Insights

EV battery raw material scarcity – why does this matter for fleets?

By 4th January 2023No Comments

Inflated battery costs are causing major barriers to the widespread adoption of electric vehicles (EVs) as it hampers affordability. EV batteries account for 60% of the total battery electric vehicle (BEV) price, which is due to rise in accordance with raw material costs, with manufacturers and by extension, consumers having to shoulder the burden of the price increases.

Some manufacturers, such as Tesla, are shifting away from using cobalt in their batteries and towards lithium iron phosphate (LFP) technology. As a result, cobalt has experienced a slower price increase compared with lithium.

The key issue is that, while raw material prices are expected to rise amid sustained demand, it is still unclear whether supply will be able to match the demand. To address this issue, manufacturers are exploring different battery chemistries and technologies to reduce costs, optimize power density, and maintain battery safety.

Technological innovation will be key to reducing the costs of batteries and bringing EVs to a comparable level to Internal Combustion Engine (ICE) vehicles. Some predict this to happen as soon as 2025, while others say it may take until 2028. Once EV costs reach parity with ICE vehicles, it is likely to lead to a significant increase in electric vehicle ownership.

 

The future of battery technology

There are three main groups of new battery technologies that are expected to bring significant improvements in performance. Currently, various battery chemistries are being developed to increase power, range, charging capability, and reduce costs. One promising example is lithium-sulphur battery technology (LiSB), which is expected to become commercially available by 2030 and is based on cheaper materials.

Another promising development is solid-state battery technology, which uses an electrolyte made of solid material enabling higher energy density, reduced fire risk, and improved range, while minimizing the use of cobalt. Solid-state batteries are expected to be available on the market between 2026 and 2028.

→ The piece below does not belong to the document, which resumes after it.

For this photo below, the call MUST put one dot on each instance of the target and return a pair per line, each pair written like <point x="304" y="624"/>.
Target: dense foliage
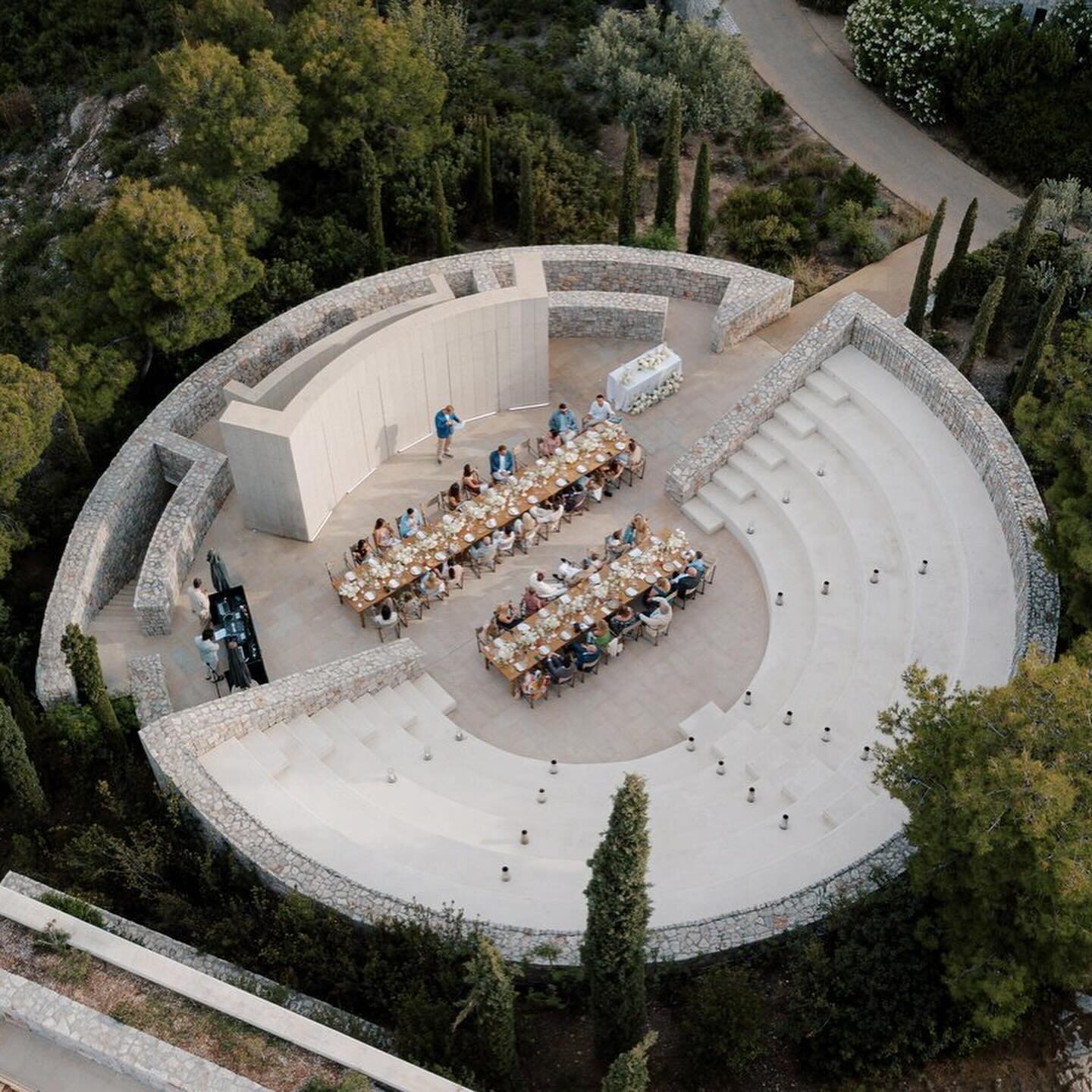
<point x="1022" y="94"/>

Finally, lithium-air battery technology is still in the early stages of testing and planning, but it has the potential to offer a very high energy density of 500-700Wh/kg. This could allow vehicles to achieve ranges of over 1,000km (621 miles) on a single charge.

 

Reducing battery-related risk

As battery technology continues to evolve, vehicle values are likely to become more volatile, particularly for leased or financed cars with long-term contracts. Finance and leasing companies should be aware of this risk and consider the potential for some vehicles to become virtually unsellable due to insufficient range and charging capabilities. To minimize exposure to these risks, it is important for the industry to have a good understanding of current and future battery development and technology.